Auteur : China Miéville  The City and The City
Pays : Royaume-Uni
Date : 2009


Ce livre jouissant d’une bonne réputation, je me suis laissée tenter par l’aventure. Auteur inconnu pour moi jusque-là, je dois dire que j’ai été très étonnée par ce que j’ai découvert.
Si l’histoire est digne de tout bon polar qui se respecte, la partie fantastique est on ne peut plus originale. Imaginer deux villes qui s’emboîtent parfaitement, deux mondes différents mais unis géographiquement et surtout tenir le tout de façon cohérente (je pense principalement à la conduite en voiture), ça mérite de gros applaudissements. 

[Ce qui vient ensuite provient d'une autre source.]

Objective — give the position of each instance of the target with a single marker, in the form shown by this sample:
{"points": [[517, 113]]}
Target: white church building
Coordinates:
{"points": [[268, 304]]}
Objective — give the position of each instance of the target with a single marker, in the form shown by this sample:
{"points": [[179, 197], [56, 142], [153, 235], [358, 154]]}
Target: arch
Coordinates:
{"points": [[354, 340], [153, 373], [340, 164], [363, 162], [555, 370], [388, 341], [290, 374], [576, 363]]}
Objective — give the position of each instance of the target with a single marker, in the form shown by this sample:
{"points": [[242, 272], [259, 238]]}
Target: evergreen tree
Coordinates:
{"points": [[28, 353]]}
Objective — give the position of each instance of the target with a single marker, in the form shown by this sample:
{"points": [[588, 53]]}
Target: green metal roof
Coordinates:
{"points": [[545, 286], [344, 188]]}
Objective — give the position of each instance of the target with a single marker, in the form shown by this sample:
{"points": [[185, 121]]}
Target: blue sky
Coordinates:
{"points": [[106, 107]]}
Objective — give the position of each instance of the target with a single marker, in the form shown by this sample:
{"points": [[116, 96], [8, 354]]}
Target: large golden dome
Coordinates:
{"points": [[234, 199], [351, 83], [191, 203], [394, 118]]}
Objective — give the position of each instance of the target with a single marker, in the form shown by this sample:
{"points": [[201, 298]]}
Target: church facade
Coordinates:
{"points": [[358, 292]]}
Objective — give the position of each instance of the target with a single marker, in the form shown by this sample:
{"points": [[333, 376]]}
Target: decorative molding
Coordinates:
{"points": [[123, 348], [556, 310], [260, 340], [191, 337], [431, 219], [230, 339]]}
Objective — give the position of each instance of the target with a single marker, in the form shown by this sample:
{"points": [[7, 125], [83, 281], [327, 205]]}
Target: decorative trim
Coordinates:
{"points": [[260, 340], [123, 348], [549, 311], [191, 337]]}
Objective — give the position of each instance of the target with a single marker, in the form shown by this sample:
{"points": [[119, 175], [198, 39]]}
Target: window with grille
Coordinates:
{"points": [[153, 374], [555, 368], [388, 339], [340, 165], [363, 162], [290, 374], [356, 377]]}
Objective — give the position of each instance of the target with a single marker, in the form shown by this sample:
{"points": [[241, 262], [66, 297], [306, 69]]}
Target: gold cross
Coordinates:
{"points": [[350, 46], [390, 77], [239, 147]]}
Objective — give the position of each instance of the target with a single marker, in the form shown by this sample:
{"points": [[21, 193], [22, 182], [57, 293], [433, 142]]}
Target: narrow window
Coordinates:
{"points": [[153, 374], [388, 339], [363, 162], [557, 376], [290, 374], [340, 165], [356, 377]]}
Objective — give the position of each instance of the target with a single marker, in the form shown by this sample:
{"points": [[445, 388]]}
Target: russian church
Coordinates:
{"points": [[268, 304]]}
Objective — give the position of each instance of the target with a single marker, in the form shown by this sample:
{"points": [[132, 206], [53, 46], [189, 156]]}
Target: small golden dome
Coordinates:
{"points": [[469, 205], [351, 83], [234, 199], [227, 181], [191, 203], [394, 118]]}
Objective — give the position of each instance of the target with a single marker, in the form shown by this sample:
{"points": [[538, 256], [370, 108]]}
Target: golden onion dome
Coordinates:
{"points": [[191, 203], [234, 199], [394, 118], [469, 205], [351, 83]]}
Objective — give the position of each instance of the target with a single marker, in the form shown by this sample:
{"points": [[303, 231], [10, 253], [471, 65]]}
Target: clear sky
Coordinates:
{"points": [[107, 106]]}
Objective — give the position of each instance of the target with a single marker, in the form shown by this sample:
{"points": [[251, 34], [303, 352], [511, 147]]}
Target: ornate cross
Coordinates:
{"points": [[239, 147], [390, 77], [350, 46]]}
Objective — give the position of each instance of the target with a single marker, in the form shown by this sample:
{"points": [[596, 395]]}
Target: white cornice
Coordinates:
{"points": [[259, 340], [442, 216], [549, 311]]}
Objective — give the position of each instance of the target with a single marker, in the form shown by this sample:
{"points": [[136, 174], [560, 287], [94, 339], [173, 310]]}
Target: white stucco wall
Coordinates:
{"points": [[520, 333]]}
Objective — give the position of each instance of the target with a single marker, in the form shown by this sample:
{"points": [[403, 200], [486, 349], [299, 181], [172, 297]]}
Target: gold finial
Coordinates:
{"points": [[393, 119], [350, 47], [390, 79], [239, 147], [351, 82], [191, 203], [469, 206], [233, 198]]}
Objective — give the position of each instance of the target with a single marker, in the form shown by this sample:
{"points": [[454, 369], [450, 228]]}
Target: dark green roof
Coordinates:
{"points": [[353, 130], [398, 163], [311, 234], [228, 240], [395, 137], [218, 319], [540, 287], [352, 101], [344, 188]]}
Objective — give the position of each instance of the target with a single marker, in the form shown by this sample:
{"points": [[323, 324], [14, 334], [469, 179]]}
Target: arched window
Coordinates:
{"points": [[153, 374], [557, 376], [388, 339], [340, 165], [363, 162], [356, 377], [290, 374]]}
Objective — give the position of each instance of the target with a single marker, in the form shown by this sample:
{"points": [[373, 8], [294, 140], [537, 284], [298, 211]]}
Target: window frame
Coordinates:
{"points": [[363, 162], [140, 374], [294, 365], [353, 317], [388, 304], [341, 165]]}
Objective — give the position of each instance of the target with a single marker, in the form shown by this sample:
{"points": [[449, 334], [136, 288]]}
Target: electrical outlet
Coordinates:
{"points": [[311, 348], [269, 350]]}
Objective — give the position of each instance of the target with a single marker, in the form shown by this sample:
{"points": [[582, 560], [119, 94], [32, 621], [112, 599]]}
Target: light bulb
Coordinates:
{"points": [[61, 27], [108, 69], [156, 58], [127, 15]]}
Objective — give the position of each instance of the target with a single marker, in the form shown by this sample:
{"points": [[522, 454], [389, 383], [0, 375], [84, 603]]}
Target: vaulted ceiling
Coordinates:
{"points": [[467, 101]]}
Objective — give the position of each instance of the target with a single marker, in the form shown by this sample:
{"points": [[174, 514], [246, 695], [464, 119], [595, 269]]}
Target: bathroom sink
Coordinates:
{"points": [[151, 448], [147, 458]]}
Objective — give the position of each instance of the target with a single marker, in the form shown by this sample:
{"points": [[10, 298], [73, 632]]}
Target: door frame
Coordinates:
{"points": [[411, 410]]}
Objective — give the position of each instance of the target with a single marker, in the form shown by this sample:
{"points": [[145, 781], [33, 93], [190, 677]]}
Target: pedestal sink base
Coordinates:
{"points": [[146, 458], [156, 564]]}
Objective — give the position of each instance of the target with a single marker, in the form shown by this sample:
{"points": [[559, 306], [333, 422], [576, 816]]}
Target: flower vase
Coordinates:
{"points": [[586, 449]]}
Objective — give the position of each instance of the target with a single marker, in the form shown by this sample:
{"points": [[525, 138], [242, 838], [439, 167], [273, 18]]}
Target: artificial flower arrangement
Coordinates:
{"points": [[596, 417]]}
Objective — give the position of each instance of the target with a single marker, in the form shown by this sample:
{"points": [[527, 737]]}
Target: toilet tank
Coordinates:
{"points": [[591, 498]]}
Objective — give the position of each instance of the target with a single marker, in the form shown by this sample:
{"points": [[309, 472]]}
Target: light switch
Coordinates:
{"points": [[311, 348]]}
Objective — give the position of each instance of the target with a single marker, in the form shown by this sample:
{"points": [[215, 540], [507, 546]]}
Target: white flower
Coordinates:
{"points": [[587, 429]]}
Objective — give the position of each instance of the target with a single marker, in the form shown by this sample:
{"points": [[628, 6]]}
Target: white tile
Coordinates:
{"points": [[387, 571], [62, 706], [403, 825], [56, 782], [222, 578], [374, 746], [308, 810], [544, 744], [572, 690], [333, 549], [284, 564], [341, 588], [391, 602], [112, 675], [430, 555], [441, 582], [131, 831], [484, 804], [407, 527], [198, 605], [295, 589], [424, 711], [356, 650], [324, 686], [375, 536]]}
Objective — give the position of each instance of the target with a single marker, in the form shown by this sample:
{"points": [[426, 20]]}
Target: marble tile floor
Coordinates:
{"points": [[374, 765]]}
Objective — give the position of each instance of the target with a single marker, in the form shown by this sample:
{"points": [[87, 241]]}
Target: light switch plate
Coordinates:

Ce qui m’a plu aussi c’est la langue. Bon, ok, c’est de la traduction ici, mais les inventions sont bien vues et nombreuses. Le seul truc qui m’a chiffonné, c’est le rappel constant que les deux villes se superposent et qu’il faut bien faire attention à rester du bon côté. Au bon d’un moment, ça va, on a compris le truc, pas la peine de rabacher, on sait que c'est important.

 Pour ce qui est de l’enquête, elle tient ses promesses, mystères autour de la victime, énigmes qui touchent les plus hautes sphères, duos complémentaires, milieux divers… L’enquête sert de prétexte pour découvrir la ville double, son fonctionnement, son histoire, et ses secrets surtout : qui se cache derrière la Rupture ? La grande question qui taraude tout du long. On ne la voit jamais mais elle est présente dans tous les esprits, à chaque instant. 
Un univers inattendu et étonnant à découvrir qui vaut vraiment le détour.